Campaigners fighting plans for a £25 million hi-tech business park on green fields near Baildon say Bradford Council has admitted a brownfield site could have been bought for the development.

Baildon Residents Against Inappropriate Development has accused officers at the authority of making a “deliberate choice” to use green fields after receiving a response to a question on the proposals asked at a full Council meeting.

The question, put to Council leader Councillor David Green by Coun Debbie Davies (Con, Baildon), asked why Buck Lane had been earmarked for the development over brownfield sites, including those near Dockfield Road and Esholt.

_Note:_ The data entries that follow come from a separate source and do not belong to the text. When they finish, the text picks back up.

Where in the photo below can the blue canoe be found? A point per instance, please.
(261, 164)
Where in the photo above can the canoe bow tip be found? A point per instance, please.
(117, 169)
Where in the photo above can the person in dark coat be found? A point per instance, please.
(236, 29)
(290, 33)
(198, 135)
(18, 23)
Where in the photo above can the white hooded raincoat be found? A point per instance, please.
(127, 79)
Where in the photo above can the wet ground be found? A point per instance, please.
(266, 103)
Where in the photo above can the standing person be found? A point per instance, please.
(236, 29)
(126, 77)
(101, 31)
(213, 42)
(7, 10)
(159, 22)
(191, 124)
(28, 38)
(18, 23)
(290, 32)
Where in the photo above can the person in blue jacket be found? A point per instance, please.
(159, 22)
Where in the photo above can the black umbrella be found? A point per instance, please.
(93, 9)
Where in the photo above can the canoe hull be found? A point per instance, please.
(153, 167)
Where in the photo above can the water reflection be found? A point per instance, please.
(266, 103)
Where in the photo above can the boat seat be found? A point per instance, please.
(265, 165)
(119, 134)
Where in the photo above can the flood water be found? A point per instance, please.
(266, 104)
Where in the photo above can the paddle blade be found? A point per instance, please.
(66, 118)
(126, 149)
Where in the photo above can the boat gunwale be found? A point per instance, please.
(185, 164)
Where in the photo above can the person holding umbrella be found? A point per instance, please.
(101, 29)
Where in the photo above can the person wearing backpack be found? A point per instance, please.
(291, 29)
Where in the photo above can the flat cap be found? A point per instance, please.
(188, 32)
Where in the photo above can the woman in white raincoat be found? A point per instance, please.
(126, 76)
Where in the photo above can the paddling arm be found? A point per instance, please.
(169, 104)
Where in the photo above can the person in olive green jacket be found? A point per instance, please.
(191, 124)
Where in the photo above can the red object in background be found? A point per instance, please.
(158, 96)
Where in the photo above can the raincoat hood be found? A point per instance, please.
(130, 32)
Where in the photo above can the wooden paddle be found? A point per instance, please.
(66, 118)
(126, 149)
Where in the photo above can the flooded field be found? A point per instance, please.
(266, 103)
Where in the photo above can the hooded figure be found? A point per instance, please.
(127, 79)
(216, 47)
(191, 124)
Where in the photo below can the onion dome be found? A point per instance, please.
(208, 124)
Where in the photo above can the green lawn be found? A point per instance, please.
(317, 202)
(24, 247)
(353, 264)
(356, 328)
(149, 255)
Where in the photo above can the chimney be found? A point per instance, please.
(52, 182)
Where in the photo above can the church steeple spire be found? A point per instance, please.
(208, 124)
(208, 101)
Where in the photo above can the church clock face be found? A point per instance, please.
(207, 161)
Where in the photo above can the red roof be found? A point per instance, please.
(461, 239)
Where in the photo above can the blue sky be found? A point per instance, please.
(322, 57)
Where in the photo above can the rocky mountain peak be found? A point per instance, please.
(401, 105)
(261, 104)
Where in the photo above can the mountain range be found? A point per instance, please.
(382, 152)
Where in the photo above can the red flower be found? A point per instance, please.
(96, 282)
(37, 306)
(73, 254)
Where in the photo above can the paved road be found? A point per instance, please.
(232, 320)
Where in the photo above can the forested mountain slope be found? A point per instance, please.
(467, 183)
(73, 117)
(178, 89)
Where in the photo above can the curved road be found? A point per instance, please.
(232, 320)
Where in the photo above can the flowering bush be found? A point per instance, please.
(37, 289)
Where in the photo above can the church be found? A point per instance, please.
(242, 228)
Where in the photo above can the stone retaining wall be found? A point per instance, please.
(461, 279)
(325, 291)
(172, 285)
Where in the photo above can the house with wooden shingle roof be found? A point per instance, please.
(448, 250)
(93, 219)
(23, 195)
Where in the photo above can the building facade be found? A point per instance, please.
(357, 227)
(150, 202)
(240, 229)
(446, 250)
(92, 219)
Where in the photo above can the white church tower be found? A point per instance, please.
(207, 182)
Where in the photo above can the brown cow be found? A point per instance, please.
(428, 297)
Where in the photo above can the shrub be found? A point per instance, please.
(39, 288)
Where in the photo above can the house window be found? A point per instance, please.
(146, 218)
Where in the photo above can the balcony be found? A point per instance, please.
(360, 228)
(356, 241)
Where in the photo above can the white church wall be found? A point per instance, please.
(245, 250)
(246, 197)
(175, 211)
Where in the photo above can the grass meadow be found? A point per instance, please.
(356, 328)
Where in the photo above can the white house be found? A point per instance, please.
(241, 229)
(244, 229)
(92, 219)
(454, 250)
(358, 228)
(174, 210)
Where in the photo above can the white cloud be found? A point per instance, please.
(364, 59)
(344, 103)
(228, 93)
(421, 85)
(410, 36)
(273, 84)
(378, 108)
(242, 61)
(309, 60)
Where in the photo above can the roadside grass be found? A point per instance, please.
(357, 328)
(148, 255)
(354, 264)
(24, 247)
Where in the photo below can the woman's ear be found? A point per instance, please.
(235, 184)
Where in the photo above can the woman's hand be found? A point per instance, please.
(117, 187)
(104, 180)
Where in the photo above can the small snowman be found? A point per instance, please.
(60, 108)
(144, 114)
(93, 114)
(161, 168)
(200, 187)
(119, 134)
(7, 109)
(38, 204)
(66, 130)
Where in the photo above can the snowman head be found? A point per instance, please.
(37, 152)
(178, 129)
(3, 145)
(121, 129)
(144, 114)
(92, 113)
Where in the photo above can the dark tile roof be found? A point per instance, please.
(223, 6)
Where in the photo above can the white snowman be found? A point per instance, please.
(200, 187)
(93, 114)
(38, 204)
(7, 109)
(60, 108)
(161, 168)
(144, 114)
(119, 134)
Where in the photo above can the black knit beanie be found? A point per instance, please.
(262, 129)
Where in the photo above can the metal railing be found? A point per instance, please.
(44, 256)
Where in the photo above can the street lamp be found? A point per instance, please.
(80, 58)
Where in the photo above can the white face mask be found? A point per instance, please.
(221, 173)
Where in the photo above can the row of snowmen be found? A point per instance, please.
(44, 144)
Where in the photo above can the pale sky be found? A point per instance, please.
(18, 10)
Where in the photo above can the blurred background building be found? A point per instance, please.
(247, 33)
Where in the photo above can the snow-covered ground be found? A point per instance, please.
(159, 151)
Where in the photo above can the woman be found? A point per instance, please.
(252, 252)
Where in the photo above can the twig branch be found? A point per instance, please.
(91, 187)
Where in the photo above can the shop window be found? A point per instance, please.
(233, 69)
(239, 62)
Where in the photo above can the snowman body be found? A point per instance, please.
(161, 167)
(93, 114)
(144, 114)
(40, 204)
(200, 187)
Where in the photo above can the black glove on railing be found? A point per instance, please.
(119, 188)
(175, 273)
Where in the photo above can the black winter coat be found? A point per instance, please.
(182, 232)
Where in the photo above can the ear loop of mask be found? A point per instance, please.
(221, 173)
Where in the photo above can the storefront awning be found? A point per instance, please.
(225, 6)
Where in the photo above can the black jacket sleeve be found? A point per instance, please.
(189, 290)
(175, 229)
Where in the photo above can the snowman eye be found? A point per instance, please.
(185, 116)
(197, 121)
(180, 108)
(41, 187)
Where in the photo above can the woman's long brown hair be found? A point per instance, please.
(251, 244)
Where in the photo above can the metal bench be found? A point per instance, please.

A written response from the Council stated: “The budget allocated could be used to purchase other sites, but the Council approved the Airedale Masterplan in 2005 which included Buck Lane as a hi-tech business park and we are now delivering its ambitions.”

The campaign group’s chairman Dr Steve Walker said: “This is an amazing admission. The Council are clearly saying that they could have used a brownfield site for their proposed industrial estate but made a deliberate choice to use the Buck Lane green fields instead.

“This decision violates their own brownfield first policy. They justify it by appealing to the seven-year-old Airedale ‘Master Plan’. The world has changed and the Council refuses to acknowledge it. Decisions taken years ago are more relevant to them than present circumstances.”

Coun Davies, who also asked whether the £2.5 million needed to make Buck Lane accessible would be better spent procuring a brownfield site, said if a wrong decision had been made, it should now be changed.

She said: “The decision was made in a different economic climate and if it now makes economic sense to do it a different way then they should look at other options.”

The response to Coun Davies also said: “The site was identified in the Airedale Masterplan as offering an ideal opportunity to provide a modern business park in the Aire Valley and to achieve this the Council invoked a buy back clause to repurchase the site at the original selling price.

“The Council bought it back to develop as an employment site in 2007.

“Appreciating there are brownfield sites in the area, they are not in Council ownership and the sites are not of the size to enable a development which provides a significant contribution to improving the provision of modern accommodation in the Aire Valley.”